Había oído que era doloroso la primera vez —No estaba seguro de poder continuar si la veía sufrir.
—Sus manos rodearon su cuello y ella sonrió,
—Quiero esto…
—dijo, atrayéndolo cerca, lo besó de nuevo, sus manos se deslizaron hacia abajo para quitarse los pantalones pero él sostuvo su mano y la detuvo—.
Déjame amarte primero…
—Dijo con una sonrisa mientras se arrodillaba y besaba sus piernas—.
Sus ojos se quedaron en los de ella mientras levantaba su pierna a sus labios y besaba sus dedos, uno tras otro.
Diana sintió la piel de gallina extenderse por su piel mientras él dejaba besos húmedos hacia abajo.
Sus dedos torcían las sábanas mientras temblaba un poco.
Tomó aire cuando sintió sus besos en la parte interior de sus muslos.
Levantó su otro muslo y lo besó.
Diana dio un gritito cuando sintió sus piernas separarse y su vulva se abrió ante él.
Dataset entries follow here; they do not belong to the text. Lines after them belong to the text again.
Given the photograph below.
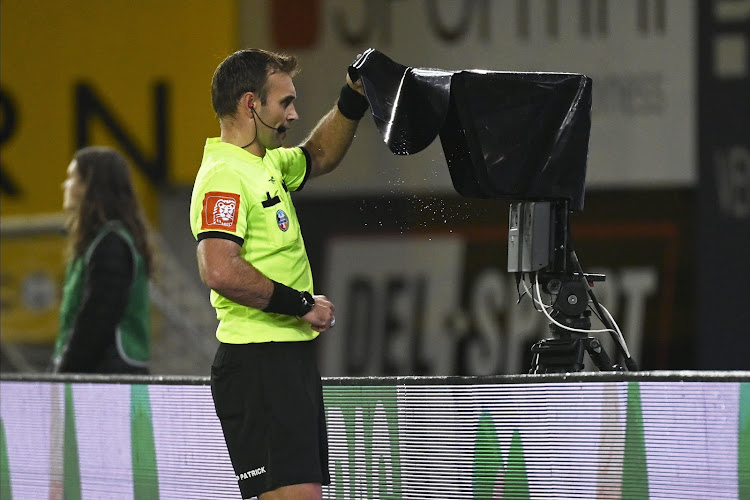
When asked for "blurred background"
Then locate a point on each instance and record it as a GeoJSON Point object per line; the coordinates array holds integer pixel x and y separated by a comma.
{"type": "Point", "coordinates": [417, 272]}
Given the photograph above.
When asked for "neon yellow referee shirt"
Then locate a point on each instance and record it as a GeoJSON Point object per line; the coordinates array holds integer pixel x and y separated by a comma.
{"type": "Point", "coordinates": [245, 198]}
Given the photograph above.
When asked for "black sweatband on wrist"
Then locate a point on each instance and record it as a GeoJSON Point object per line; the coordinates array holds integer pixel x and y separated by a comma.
{"type": "Point", "coordinates": [351, 103]}
{"type": "Point", "coordinates": [286, 300]}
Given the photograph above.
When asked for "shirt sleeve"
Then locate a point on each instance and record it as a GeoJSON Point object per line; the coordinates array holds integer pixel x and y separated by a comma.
{"type": "Point", "coordinates": [108, 280]}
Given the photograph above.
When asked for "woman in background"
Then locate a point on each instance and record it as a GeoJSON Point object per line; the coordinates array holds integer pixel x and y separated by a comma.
{"type": "Point", "coordinates": [105, 321]}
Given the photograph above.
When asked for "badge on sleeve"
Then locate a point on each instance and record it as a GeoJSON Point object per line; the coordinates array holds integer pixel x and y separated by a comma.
{"type": "Point", "coordinates": [282, 220]}
{"type": "Point", "coordinates": [220, 211]}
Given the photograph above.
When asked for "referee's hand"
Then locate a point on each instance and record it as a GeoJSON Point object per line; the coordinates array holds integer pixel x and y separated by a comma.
{"type": "Point", "coordinates": [321, 316]}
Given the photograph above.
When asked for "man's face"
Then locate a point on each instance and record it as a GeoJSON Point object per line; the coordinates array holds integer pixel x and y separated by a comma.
{"type": "Point", "coordinates": [277, 111]}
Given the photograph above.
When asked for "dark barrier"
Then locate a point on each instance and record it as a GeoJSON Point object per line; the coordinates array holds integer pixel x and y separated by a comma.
{"type": "Point", "coordinates": [580, 435]}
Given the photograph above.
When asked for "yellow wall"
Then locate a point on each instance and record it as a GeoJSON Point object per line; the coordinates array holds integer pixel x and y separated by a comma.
{"type": "Point", "coordinates": [121, 49]}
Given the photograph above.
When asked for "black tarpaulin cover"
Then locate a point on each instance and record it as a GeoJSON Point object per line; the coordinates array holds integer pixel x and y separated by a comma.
{"type": "Point", "coordinates": [504, 134]}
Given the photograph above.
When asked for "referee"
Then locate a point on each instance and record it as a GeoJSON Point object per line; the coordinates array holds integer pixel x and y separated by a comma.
{"type": "Point", "coordinates": [265, 382]}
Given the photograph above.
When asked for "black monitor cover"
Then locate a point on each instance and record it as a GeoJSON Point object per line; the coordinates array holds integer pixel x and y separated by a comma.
{"type": "Point", "coordinates": [504, 134]}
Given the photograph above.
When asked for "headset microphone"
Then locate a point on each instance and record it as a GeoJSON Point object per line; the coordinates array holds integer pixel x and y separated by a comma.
{"type": "Point", "coordinates": [280, 129]}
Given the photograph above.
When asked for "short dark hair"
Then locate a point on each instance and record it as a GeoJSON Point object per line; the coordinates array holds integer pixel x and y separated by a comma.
{"type": "Point", "coordinates": [246, 71]}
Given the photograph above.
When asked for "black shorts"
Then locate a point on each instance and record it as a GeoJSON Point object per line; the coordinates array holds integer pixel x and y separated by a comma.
{"type": "Point", "coordinates": [269, 399]}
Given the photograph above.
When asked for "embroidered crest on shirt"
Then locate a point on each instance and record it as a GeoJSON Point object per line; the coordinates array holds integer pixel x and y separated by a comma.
{"type": "Point", "coordinates": [220, 211]}
{"type": "Point", "coordinates": [282, 220]}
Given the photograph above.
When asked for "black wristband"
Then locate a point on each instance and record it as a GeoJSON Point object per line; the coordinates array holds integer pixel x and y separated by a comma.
{"type": "Point", "coordinates": [351, 103]}
{"type": "Point", "coordinates": [289, 301]}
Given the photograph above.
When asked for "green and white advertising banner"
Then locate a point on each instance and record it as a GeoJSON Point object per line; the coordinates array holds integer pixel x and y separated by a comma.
{"type": "Point", "coordinates": [392, 439]}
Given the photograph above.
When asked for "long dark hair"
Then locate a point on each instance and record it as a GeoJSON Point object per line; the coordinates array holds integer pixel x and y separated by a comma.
{"type": "Point", "coordinates": [108, 195]}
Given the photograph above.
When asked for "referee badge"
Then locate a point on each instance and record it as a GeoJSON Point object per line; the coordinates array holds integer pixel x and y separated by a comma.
{"type": "Point", "coordinates": [282, 220]}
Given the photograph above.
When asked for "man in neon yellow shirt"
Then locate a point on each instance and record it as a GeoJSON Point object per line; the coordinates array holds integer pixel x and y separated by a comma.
{"type": "Point", "coordinates": [264, 379]}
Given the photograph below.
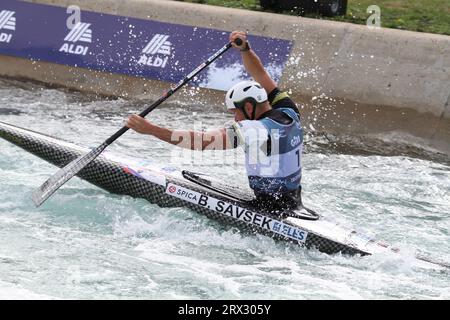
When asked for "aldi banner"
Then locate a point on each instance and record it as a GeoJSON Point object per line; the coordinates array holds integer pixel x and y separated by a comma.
{"type": "Point", "coordinates": [135, 47]}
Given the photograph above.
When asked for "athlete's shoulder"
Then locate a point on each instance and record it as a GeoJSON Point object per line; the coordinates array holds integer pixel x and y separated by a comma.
{"type": "Point", "coordinates": [280, 99]}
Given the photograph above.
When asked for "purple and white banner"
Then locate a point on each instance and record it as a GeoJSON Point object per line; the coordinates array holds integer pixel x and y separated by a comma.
{"type": "Point", "coordinates": [136, 47]}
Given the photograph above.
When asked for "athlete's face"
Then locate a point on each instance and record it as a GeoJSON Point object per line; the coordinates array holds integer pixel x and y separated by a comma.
{"type": "Point", "coordinates": [238, 115]}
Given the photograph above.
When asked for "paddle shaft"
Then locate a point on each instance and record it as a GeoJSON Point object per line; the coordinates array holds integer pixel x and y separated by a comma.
{"type": "Point", "coordinates": [180, 84]}
{"type": "Point", "coordinates": [65, 174]}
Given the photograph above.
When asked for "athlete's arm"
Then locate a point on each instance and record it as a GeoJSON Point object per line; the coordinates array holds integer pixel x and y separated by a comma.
{"type": "Point", "coordinates": [252, 63]}
{"type": "Point", "coordinates": [216, 139]}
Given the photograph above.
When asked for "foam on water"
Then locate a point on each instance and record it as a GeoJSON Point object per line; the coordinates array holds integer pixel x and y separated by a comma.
{"type": "Point", "coordinates": [85, 243]}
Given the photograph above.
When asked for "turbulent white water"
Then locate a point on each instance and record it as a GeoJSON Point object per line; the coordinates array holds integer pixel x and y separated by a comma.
{"type": "Point", "coordinates": [85, 243]}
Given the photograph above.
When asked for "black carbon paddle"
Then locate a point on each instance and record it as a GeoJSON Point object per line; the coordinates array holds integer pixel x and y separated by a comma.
{"type": "Point", "coordinates": [50, 186]}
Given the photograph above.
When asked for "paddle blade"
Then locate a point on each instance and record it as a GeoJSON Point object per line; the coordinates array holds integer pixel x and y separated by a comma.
{"type": "Point", "coordinates": [50, 186]}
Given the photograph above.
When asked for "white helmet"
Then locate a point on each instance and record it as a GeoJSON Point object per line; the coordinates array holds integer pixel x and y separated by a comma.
{"type": "Point", "coordinates": [245, 91]}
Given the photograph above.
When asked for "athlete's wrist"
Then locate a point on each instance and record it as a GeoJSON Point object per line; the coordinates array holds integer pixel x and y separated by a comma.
{"type": "Point", "coordinates": [246, 47]}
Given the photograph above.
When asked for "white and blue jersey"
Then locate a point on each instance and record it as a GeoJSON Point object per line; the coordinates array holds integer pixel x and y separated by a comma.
{"type": "Point", "coordinates": [273, 148]}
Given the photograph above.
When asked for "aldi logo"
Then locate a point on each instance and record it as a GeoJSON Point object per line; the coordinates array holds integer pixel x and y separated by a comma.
{"type": "Point", "coordinates": [81, 32]}
{"type": "Point", "coordinates": [156, 53]}
{"type": "Point", "coordinates": [7, 22]}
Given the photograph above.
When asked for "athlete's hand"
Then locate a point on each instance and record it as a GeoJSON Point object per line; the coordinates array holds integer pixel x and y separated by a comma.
{"type": "Point", "coordinates": [139, 124]}
{"type": "Point", "coordinates": [241, 35]}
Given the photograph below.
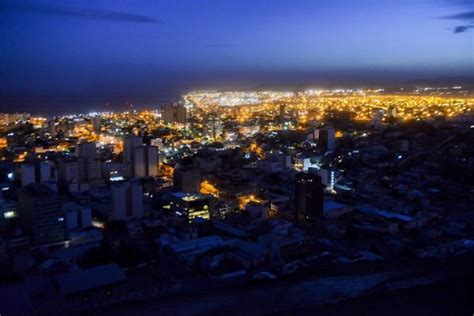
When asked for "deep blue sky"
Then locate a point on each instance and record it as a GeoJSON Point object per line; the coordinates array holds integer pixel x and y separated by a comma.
{"type": "Point", "coordinates": [93, 51]}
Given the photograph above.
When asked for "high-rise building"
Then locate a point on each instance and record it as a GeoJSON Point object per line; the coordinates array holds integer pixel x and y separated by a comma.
{"type": "Point", "coordinates": [326, 138]}
{"type": "Point", "coordinates": [127, 200]}
{"type": "Point", "coordinates": [89, 165]}
{"type": "Point", "coordinates": [187, 179]}
{"type": "Point", "coordinates": [174, 113]}
{"type": "Point", "coordinates": [96, 124]}
{"type": "Point", "coordinates": [41, 214]}
{"type": "Point", "coordinates": [39, 172]}
{"type": "Point", "coordinates": [192, 205]}
{"type": "Point", "coordinates": [27, 174]}
{"type": "Point", "coordinates": [145, 161]}
{"type": "Point", "coordinates": [86, 150]}
{"type": "Point", "coordinates": [309, 197]}
{"type": "Point", "coordinates": [69, 171]}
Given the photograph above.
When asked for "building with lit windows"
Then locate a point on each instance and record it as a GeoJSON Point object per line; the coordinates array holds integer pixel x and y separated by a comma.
{"type": "Point", "coordinates": [192, 205]}
{"type": "Point", "coordinates": [309, 196]}
{"type": "Point", "coordinates": [41, 214]}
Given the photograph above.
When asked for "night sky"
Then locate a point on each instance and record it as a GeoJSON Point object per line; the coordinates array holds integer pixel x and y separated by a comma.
{"type": "Point", "coordinates": [59, 55]}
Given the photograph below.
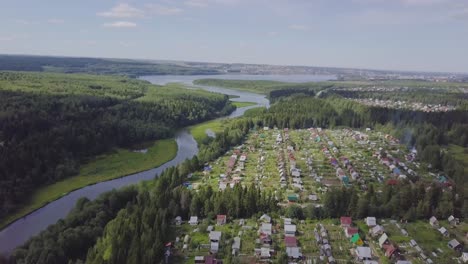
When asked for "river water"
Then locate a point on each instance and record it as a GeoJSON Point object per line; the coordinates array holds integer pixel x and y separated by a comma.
{"type": "Point", "coordinates": [22, 229]}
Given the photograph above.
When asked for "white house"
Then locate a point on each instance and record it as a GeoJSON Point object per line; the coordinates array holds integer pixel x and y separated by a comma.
{"type": "Point", "coordinates": [294, 252]}
{"type": "Point", "coordinates": [371, 221]}
{"type": "Point", "coordinates": [363, 253]}
{"type": "Point", "coordinates": [266, 228]}
{"type": "Point", "coordinates": [464, 257]}
{"type": "Point", "coordinates": [377, 230]}
{"type": "Point", "coordinates": [265, 218]}
{"type": "Point", "coordinates": [443, 231]}
{"type": "Point", "coordinates": [290, 230]}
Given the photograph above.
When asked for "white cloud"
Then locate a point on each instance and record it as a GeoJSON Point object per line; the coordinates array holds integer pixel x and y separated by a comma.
{"type": "Point", "coordinates": [13, 37]}
{"type": "Point", "coordinates": [90, 42]}
{"type": "Point", "coordinates": [157, 9]}
{"type": "Point", "coordinates": [7, 38]}
{"type": "Point", "coordinates": [423, 2]}
{"type": "Point", "coordinates": [120, 24]}
{"type": "Point", "coordinates": [299, 27]}
{"type": "Point", "coordinates": [204, 3]}
{"type": "Point", "coordinates": [461, 14]}
{"type": "Point", "coordinates": [25, 22]}
{"type": "Point", "coordinates": [55, 21]}
{"type": "Point", "coordinates": [123, 11]}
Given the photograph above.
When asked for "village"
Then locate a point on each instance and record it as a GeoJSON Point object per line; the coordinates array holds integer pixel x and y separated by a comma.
{"type": "Point", "coordinates": [300, 167]}
{"type": "Point", "coordinates": [415, 106]}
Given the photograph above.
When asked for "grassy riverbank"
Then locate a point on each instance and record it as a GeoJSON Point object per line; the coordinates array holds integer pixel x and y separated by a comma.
{"type": "Point", "coordinates": [103, 168]}
{"type": "Point", "coordinates": [243, 104]}
{"type": "Point", "coordinates": [199, 131]}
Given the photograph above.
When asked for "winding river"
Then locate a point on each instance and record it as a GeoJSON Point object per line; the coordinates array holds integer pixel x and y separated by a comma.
{"type": "Point", "coordinates": [22, 229]}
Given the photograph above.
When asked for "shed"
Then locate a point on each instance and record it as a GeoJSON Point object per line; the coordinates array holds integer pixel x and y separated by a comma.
{"type": "Point", "coordinates": [363, 253]}
{"type": "Point", "coordinates": [236, 244]}
{"type": "Point", "coordinates": [290, 241]}
{"type": "Point", "coordinates": [292, 198]}
{"type": "Point", "coordinates": [464, 257]}
{"type": "Point", "coordinates": [383, 240]}
{"type": "Point", "coordinates": [377, 230]}
{"type": "Point", "coordinates": [443, 231]}
{"type": "Point", "coordinates": [346, 221]}
{"type": "Point", "coordinates": [266, 228]}
{"type": "Point", "coordinates": [371, 221]}
{"type": "Point", "coordinates": [350, 231]}
{"type": "Point", "coordinates": [265, 218]}
{"type": "Point", "coordinates": [221, 219]}
{"type": "Point", "coordinates": [433, 221]}
{"type": "Point", "coordinates": [215, 236]}
{"type": "Point", "coordinates": [294, 252]}
{"type": "Point", "coordinates": [290, 230]}
{"type": "Point", "coordinates": [455, 245]}
{"type": "Point", "coordinates": [193, 220]}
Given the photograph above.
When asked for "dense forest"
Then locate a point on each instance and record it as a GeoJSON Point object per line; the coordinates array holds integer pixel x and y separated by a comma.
{"type": "Point", "coordinates": [136, 234]}
{"type": "Point", "coordinates": [95, 66]}
{"type": "Point", "coordinates": [52, 123]}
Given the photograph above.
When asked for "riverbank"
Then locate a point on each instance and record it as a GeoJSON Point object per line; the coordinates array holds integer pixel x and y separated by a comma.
{"type": "Point", "coordinates": [106, 167]}
{"type": "Point", "coordinates": [199, 131]}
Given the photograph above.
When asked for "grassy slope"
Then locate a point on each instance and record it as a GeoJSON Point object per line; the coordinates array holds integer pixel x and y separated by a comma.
{"type": "Point", "coordinates": [199, 131]}
{"type": "Point", "coordinates": [105, 167]}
Intentó cerrarlas inmediatamente pero Michael las mantuvo separadas.
No esperaba que las abriera de golpe.
Michael rió:
— ¿Eres tímida?
Su rostro se enrojeció, mientras buscaba la almohada más cercana para cubrirse la cara, ¿podría al menos no preguntar cuando era muy obvio?
—Eres perfecta, no hay nada de qué avergonzarse.
Sus dedos se hundieron en la almohada.
Sus piernas seguían bien abiertas mientras él hablaba.
Deseaba desaparecer.
Escuchó su risa y al siguiente segundo sus labios estaban en su vulva.
Arrojó la almohada lejos y se apartó rápidamente de él, pero él mantuvo sus caderas fijas, su lengua pasando sobre su clítoris.
Diana se retorcía bajo él, su cara tomando un tono rojo.
Él levantó la cabeza y la miró:
— No te muevas.
Ella instantáneamente sintió su cuerpo inmovilizarse bajo su mando y al minuto siguiente estaba gimiendo fuerte.
Sus dedos tiraban y empujaban contra su cabello, queriendo apartarlo pero al mismo tiempo queriendo empujar más profundo su lengua.
Se retorcía en placer, su mirada borrosa y cuerpo temblando.
La llevó a los cielos y no quería volver.
Michael sostuvo sus piernas mientras lamía cada centímetro de ella.
Nunca le había practicado sexo oral a una mujer antes.
Ella era la primera, y era dulce.
Su lengua se adentraba más en ella mientras mantenía sus caderas retorcidas fijas.
Ahora estaba gemiendo su nombre en voz alta y él no paró hasta que ella estuvo temblando en éxtasis y máximo placer.
Diana jadeó mientras intentaba recuperar el aliento.
Su cuerpo todavía temblaba de placer y sus piernas demasiado débiles para moverse.
Nunca había experimentado algo tan maravilloso en su vida.
Yacía, esparcida en la cama, indefensa, sus ojos medio abiertos mientras respiraba.
Lo vio lamerse los labios e inclinarse más cerca de ella:
— ¿Estás cansada?
—preguntó mientras la miraba apasionadamente.
Diana negó con la cabeza, aunque estaba débil por su tortura, él todavía no había llegado al clímax, era tortura negárselo.
Pero parecía que siempre sabía lo que estaba en su mente.
Él sonrió:
— Dormiremos por hoy, continuaremos mañana.
Diana abrió sus labios para discutir pero él los cubrió con besos—.
Duerme ahora, tienes que ir a trabajar mañana, quiero que puedas caminar.
Diana sonrió mientras lo veía acercarla y cubrirla con el edredón, abrazándola.
Observó sus ojos cerrados por largos minutos antes de ser vencida por el sueño.